Le dispositif « L’art d’accéder à l’emploi » organisé au musée d’art moderne de Céret a permis à sept participants de bénéficier de ce dispositif innovant créé par France travail et soutenu par les ministères de la Culture et du Travail.

Depuis le belvédère du musée d’art moderne, ce vendredi 30 janvier, une joyeuse restitution est venue enrichir le temps d’un après-midi les collections. Les productions artistiques de onze demandeurs d’emploi volontaires ont été présentées. De quoi clôturer en beauté le projet « L’art d’accéder à l’emploi », dispositif créé par France travail, soutenu par les ministères de la Culture et du Travail.

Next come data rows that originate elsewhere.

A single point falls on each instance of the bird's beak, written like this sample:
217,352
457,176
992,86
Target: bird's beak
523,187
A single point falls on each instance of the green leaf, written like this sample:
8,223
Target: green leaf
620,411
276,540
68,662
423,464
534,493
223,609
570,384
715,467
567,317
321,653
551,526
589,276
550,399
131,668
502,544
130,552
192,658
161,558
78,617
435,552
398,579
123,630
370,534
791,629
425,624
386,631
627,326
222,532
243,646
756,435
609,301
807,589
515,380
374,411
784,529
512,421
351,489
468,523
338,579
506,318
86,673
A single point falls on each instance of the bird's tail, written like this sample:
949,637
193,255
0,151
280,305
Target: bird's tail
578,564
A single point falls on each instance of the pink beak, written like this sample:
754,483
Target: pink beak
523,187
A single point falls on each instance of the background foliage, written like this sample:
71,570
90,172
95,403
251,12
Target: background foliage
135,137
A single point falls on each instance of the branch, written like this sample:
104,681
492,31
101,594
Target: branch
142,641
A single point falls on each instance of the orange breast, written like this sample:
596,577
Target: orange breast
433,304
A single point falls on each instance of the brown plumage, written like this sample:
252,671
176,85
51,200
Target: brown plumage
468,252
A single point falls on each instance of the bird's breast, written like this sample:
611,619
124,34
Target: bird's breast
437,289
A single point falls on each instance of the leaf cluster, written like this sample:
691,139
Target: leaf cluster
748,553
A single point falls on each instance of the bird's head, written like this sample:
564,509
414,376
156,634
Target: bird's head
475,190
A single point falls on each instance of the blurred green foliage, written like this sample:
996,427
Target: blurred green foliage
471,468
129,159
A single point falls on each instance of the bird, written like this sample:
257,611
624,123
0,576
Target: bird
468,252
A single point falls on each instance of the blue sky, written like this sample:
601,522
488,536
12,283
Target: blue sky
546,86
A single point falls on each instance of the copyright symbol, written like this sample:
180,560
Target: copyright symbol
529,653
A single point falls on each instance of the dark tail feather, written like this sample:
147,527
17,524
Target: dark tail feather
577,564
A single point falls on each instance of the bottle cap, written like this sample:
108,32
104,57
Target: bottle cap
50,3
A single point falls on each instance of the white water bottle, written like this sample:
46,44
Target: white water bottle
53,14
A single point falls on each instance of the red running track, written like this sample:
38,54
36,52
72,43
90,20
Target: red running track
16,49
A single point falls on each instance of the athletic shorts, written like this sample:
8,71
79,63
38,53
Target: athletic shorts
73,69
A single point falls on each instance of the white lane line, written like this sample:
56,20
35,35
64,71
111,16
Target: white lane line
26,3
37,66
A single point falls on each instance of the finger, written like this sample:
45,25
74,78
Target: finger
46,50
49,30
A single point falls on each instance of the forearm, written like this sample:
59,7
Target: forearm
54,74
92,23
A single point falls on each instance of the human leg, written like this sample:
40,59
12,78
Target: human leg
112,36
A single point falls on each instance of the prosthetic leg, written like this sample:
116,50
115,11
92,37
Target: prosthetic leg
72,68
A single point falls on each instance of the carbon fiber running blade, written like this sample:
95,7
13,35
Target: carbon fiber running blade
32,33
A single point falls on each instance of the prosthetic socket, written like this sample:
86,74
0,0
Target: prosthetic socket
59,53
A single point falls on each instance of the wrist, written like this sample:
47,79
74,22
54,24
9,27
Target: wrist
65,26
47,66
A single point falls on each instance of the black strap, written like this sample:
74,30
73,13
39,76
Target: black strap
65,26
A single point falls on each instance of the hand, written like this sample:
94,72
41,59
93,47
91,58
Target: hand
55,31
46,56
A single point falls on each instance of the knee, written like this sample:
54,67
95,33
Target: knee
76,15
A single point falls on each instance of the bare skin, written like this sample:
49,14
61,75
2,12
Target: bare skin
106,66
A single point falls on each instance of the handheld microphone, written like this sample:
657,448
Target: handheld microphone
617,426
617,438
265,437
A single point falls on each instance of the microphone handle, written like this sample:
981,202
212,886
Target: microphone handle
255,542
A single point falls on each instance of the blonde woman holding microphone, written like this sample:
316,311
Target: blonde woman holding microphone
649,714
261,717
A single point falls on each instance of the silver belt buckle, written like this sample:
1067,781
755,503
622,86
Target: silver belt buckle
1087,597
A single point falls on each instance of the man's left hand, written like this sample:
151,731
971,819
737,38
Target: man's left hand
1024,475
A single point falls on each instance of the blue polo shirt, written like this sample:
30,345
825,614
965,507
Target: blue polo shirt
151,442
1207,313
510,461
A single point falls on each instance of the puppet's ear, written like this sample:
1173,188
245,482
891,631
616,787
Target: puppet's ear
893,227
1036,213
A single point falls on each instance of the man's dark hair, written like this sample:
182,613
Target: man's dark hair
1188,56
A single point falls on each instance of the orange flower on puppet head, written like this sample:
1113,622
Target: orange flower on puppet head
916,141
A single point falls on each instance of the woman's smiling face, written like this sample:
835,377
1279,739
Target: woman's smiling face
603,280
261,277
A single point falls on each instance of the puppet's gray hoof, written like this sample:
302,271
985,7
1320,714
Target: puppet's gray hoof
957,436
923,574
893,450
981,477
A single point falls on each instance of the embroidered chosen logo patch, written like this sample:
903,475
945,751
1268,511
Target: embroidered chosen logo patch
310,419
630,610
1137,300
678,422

Localement, ce projet a pris vie sous la forme de cinq ateliers (voir encadré). Avec l’idée « d’explorer les liens entre la création artistique, l’inclusion sociale et l’insertion professionnelle », comme le souligne Nydia Berkane Touam, directrice France travail Céret venue assister à la découverte des œuvres aux côtés de différentes entreprises locales dans le but de « favoriser » les rencontres entre demandeurs d’emploi « remobilisés » et créateurs d’emploi.

« Ma personnalité »

Des réalisations également saluées par Jean-Roch Dumont Saint Priest, directeur-conservateur rappelant que « l’art sert à créer du liant dans la vie ». Et ainsi permettre à Mickaël, Johanna, Nicolas, Yolande, Alison, Morgane, Émile, Laurence, Manon ou encore Sandrine de regagner confiance et estime en réalisant un travail sur soi. Comme ce fut le cas pour Sandrine, « fière d’avoir exploré de nouvelles choses » en jouant du pinceau et du tampon. Ou bien Manon qui a osé afficher son visage en jouant le thème de l’ombre à la lumière. De son côté, Yolande a joué une autre carte : « Sur ma toile, chaque découpe révèle une facette de ma personnalité. Chaque superposition suggère une évolution », commente-t-elle. Pas peu fière du chemin parcouru. Et qui sait, d’un premier pas sur le chemin de l’emploi…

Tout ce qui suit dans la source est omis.